This book is addressed to Alter – a humanoid robot designed by Kohei Ogawa, Itsuki Doi, Takashi Ikegami, and Hiroshi Ishiguro. Alter has a human-like face and hands, but a bare, metallic, skeletal body. It has an underlying algorithm that mimics the logic of neural circuits of living things, so that its actions and expressions are spontaneous, in real time. It explores what it means to be ‘life-like’ and asks the question ‘What is life?’. When reading these poems, we can also think of ‘alter’ as in alter ego; alternative; and to change in character or composition, typically in a comparatively small but significant way.
In this charged and electric experimental book, Jiaqiao Liu imagines a surreal world where robots have gained souls, a red-eyed rabbit looks out for them, hummingbirds fly, peaches smell sweet and bruise, ancestors send signs, and ancient Chinese mythologies come to life. It feels futuristic but nostalgic too, the chrome of tech brushing against the clouds of passed time. This is a world that holds all life dearly: ‘…whether stranded here – – or in the old world – – or adrift in the sky – – everything that has a soul – – wants to live’. It also sees the plurality of potentials. Liu uses many different poetic forms, one a messy version of the difficult-to-pull-off contrapuntal form, where two poems are placed side by side and can be read discretely, or merged with the lines of the other. This seems to speak deliberately to a duality of genders and plurality of identities (Liu is nonbinary). They also – in at least one instance – write several versions of the same poem, each one emitting a different tone. They are like software upgrades. Liu writes in a way that allows for multiple readings, which adds a clever and poignant layer to the question of what it means to be alive and to matter. What makes a human in this cyber age? What is a soul, what is a poem?
There are echoes here of Neo-Seoul in Cloud Atlas, where an enslaved robot gains consciousness and seeks freedom. (According to John Ayto in Word Origins, the word ‘robot’ comes from the Czech ‘robota’ meaning ‘forced labour, drudgery’, a word related to German ‘arbeit’ meaning ‘work’. It was used by the Czech dramatist Karel Capek in his play R.U.R. (Rossum’s Universal Robots) 1920 for ‘mechanical people constructed to do menial tasks’.) Dear Alter also evokes The Matrix – the iconic science-fiction movie written by two transgender sisters, who wrote it as a metaphor for being trans. Lilly Wachowski has talked about the way they ‘were existing in a space where the words didn’t exist, so we were always living in a world of imagination’. Liu writes: ‘…beyond a word is an essence of a thing. / for years, I had many words / none for the essence of what I am. / I could only get to it through a dream.
One important thread in the book is the issue of loneliness. Liu draws on real-life accounts of robots in care homes, whose purpose is to provide conversation and company for the elderly. Does the fact that they are robots performing mimicry make them any less? If they are making real people feel real emotions, if they are offering something warm and soft – human?
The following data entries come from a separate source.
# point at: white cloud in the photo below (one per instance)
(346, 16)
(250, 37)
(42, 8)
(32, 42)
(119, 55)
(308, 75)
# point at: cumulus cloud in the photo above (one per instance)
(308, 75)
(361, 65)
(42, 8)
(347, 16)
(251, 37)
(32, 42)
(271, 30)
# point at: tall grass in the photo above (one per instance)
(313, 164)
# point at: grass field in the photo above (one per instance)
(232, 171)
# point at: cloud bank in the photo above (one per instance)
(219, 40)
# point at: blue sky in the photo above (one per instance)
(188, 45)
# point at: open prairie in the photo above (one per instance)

The word ‘soul’ comes from the ancient notion of the soul as something fleeting or mercurial. Liu makes us wonder if machines can grow souls, and the makeup of a brain. Bodies, too, are a recurring image – the flesh alongside the silicone.
Dear Alter is highly imaginative, topical and messy. The cover is a cosmic explosion of colours and lights and the book itself feels like silicone. It’s comic and moving, and also a book of incredibly beautiful, simple lines:
I can’t
stop my mind’s chittering, it skips
and fizzes like a once-gutted cassette. I was
so young, delighting
in wanton creation – back then,
I could, for instance
step on a hose without picturing a windpipe.
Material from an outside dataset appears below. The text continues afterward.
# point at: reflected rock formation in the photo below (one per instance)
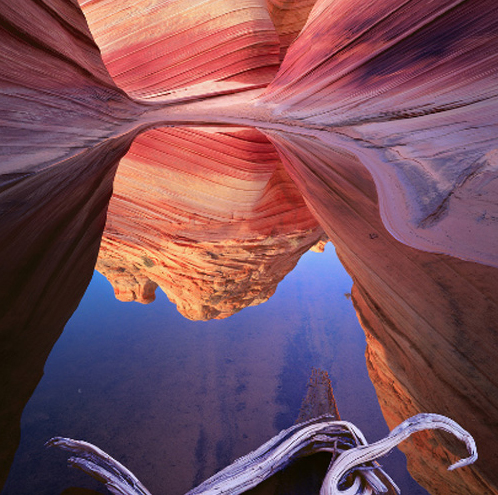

Liu addresses memories, the work the living must put in, the weight of feelings. The first poem prepares the reader:
some forms of flux are considered finished states
or, at least, metastable. dissociation
of the atomised self. swapping parts
down at the body shop, hip-mod out
triple-joints in. black box dusted off
trimmed chrome. slap on a name
and call it a day. repeat
per auto-update, cycle,
or till the great Wheel runs dry.
at the end of the world
the oldest soul got put in a baby
and baby got given a box
full of gender, and, y’know, children
are scientists, and you can never say
you are allowed one toy and one toy only
to a soul that recalls every gender it’s ever gnawed…
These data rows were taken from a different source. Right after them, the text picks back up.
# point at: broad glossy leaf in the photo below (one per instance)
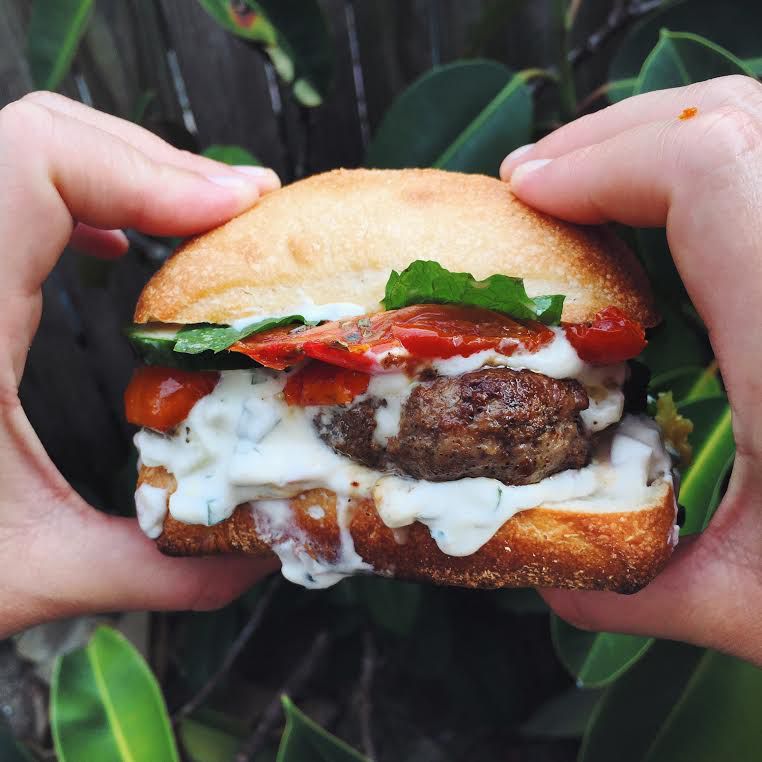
(681, 58)
(732, 25)
(595, 658)
(231, 155)
(106, 704)
(55, 30)
(464, 116)
(679, 704)
(564, 716)
(713, 447)
(688, 383)
(11, 750)
(675, 342)
(303, 739)
(294, 35)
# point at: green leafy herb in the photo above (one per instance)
(207, 337)
(428, 282)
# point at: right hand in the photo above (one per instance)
(637, 163)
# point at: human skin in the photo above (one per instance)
(70, 173)
(638, 163)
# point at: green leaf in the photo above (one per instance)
(681, 58)
(564, 716)
(675, 342)
(55, 30)
(106, 704)
(687, 383)
(11, 750)
(231, 155)
(464, 116)
(303, 739)
(194, 339)
(595, 659)
(426, 282)
(205, 743)
(294, 35)
(734, 26)
(679, 704)
(713, 446)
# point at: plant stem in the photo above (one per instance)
(293, 684)
(232, 654)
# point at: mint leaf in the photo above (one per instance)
(205, 336)
(425, 282)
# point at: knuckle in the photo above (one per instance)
(734, 130)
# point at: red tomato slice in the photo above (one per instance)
(161, 398)
(611, 337)
(319, 383)
(425, 330)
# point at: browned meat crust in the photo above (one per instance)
(515, 426)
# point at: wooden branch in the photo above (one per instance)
(232, 654)
(294, 683)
Some of these poems have been generated using ‘Verse by Verse’, an experiment in human-AI collaboration for writing poetry, trained on American poets. This speaks to the current hot discourse around the ethics of AI, its impact on the world, and its role – if any – in art. If the purpose of poetry is to express human experiences, how far can mimicry take us?
Liu’s generation was born in a world of microplastics and online shopping. Gone are the days of pen on paper – instead there is Google Docs, and the collaboration of global networks – each mind, each soul a little line in a shared online document. Gone are the days where poetry was reserved for writing about nature and the sublime – now technology is as much a part of our environment – as important, even – as mountains. Liu sees the beauty in this new world and is more interested in exploring questions than delivering answers.